I have several! I run a series called “The Not-So-Silent Planet”, which is to the best of my knowledge the only recurring (i.e. monthly) open-mic dedicated to speculative fiction in the country, as well as a podcast under the same title in which I get recklessly drunk with some of our regulars and argue about classics of the genre. In March, we’ll be producing the first PlanetFest, which is a short play festival taking place at the Phoenix Theater. Projects beyond that grow (ahem) increasingly speculative, though I’m working on an adaptation of Thucydides to go up in June, and a one-man show based on my latest comic fantasy novella to tour in July-August.

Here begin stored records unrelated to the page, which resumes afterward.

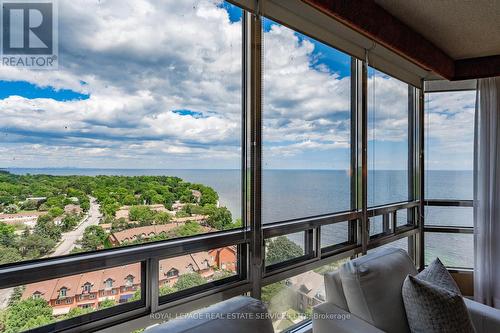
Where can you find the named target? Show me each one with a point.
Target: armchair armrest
(328, 317)
(485, 319)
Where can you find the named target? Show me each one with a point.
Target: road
(66, 245)
(69, 238)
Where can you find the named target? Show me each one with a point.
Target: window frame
(439, 86)
(249, 239)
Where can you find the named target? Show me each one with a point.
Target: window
(129, 281)
(198, 271)
(56, 304)
(62, 292)
(284, 248)
(387, 139)
(290, 301)
(87, 287)
(449, 128)
(334, 234)
(172, 273)
(108, 284)
(454, 250)
(306, 126)
(169, 112)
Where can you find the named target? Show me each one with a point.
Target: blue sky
(120, 101)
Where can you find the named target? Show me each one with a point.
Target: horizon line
(208, 169)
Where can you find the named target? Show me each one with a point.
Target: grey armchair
(364, 295)
(222, 317)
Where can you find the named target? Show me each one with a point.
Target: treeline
(114, 192)
(111, 191)
(59, 191)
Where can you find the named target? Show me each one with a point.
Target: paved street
(66, 245)
(69, 238)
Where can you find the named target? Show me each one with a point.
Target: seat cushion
(432, 309)
(239, 314)
(334, 291)
(372, 287)
(438, 275)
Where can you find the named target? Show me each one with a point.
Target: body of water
(291, 194)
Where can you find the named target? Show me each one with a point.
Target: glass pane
(400, 244)
(334, 234)
(283, 248)
(376, 225)
(306, 126)
(130, 140)
(291, 301)
(387, 139)
(402, 217)
(449, 131)
(42, 303)
(449, 216)
(454, 250)
(196, 269)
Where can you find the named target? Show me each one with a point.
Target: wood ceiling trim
(475, 68)
(371, 20)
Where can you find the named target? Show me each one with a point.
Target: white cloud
(141, 60)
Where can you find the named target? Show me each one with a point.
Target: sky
(157, 84)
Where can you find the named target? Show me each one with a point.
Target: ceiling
(460, 28)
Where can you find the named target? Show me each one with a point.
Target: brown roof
(183, 264)
(50, 289)
(124, 210)
(22, 215)
(45, 288)
(144, 232)
(195, 218)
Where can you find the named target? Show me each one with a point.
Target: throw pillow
(438, 275)
(433, 309)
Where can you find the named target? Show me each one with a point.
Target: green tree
(11, 209)
(29, 205)
(7, 234)
(189, 280)
(9, 255)
(16, 295)
(27, 314)
(56, 211)
(78, 311)
(35, 245)
(220, 218)
(165, 290)
(107, 303)
(188, 229)
(93, 238)
(280, 249)
(69, 222)
(162, 218)
(142, 214)
(271, 290)
(46, 227)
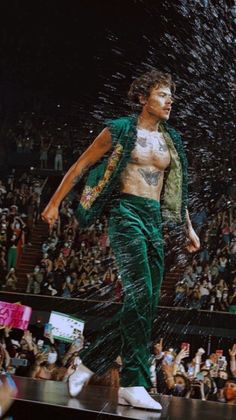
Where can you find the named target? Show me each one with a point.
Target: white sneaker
(78, 379)
(137, 397)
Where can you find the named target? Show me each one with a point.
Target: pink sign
(14, 315)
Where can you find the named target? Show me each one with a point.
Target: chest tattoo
(142, 141)
(150, 177)
(162, 147)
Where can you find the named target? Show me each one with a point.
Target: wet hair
(146, 82)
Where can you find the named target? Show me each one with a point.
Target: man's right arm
(101, 145)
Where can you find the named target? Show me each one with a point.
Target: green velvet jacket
(103, 178)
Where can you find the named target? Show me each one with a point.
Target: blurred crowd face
(230, 392)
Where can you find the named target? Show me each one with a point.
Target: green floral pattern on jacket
(103, 178)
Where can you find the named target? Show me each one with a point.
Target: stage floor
(39, 399)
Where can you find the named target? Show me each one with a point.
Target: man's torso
(144, 174)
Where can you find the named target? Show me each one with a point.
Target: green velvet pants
(136, 239)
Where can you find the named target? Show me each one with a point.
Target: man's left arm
(193, 241)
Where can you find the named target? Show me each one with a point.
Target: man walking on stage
(142, 158)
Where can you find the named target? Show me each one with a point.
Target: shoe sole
(122, 401)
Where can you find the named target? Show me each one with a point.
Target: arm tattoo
(80, 176)
(151, 177)
(162, 147)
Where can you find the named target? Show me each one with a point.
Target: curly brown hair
(144, 84)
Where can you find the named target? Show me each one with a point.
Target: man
(144, 151)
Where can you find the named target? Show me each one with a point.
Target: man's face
(158, 102)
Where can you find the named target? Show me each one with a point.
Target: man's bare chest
(150, 149)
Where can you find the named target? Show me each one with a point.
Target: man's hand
(193, 241)
(50, 214)
(232, 352)
(158, 347)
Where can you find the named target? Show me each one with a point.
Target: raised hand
(50, 214)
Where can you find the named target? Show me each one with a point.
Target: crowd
(46, 143)
(75, 262)
(209, 280)
(20, 195)
(211, 377)
(36, 354)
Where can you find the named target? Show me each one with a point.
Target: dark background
(74, 61)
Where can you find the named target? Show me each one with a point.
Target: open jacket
(103, 178)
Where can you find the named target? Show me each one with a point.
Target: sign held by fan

When are you most satisfied with a piece you’ve written? When do you feel most challenged?
I studied mask-making for a while, which played merry hell with my various neuroses: painting would throw me into a panic, as I convinced myself that one wrong brush-stroke would render the thing unusable; while I found the practice of sculpting both pleasantly meditative and dangerously indulgent, since I could keep doing it pretty much forever. Which is a needlessly labyrinthine way of saying that I’m never satisfied. It’s not hard for me to start writing, it’s hard to know when to stop. Which has only grown much, much harder as I’ve been transitioning from impermanent stage to slightly-less-impermanent page, which is also my answer to the second question.

Coffee, Tea or Other?
Tea. Herbal. I’m a caffeine addict, which means I try to avoid the stuff.

SFPA 40 (51)What fantastic or legendary creature would you most like to travel with?
Depends on the preposition. Travel with? A dragon. Travel on? A dragon. Travel in? A dragon that eats pedants.

What’s your advice for emerging writers?
I’d say that they should have their heads examined, but more introspection is probably the last thing an emerging writer needs. Honestly, I’d be less inclined to give advice than to ask a question, specifically: “How long are you prepared to fail at this?” because answering that question suggests a lot of other answers that I wish I’d been able to articulate to myself a long time ago. Also, “Always end on an uplifting note.”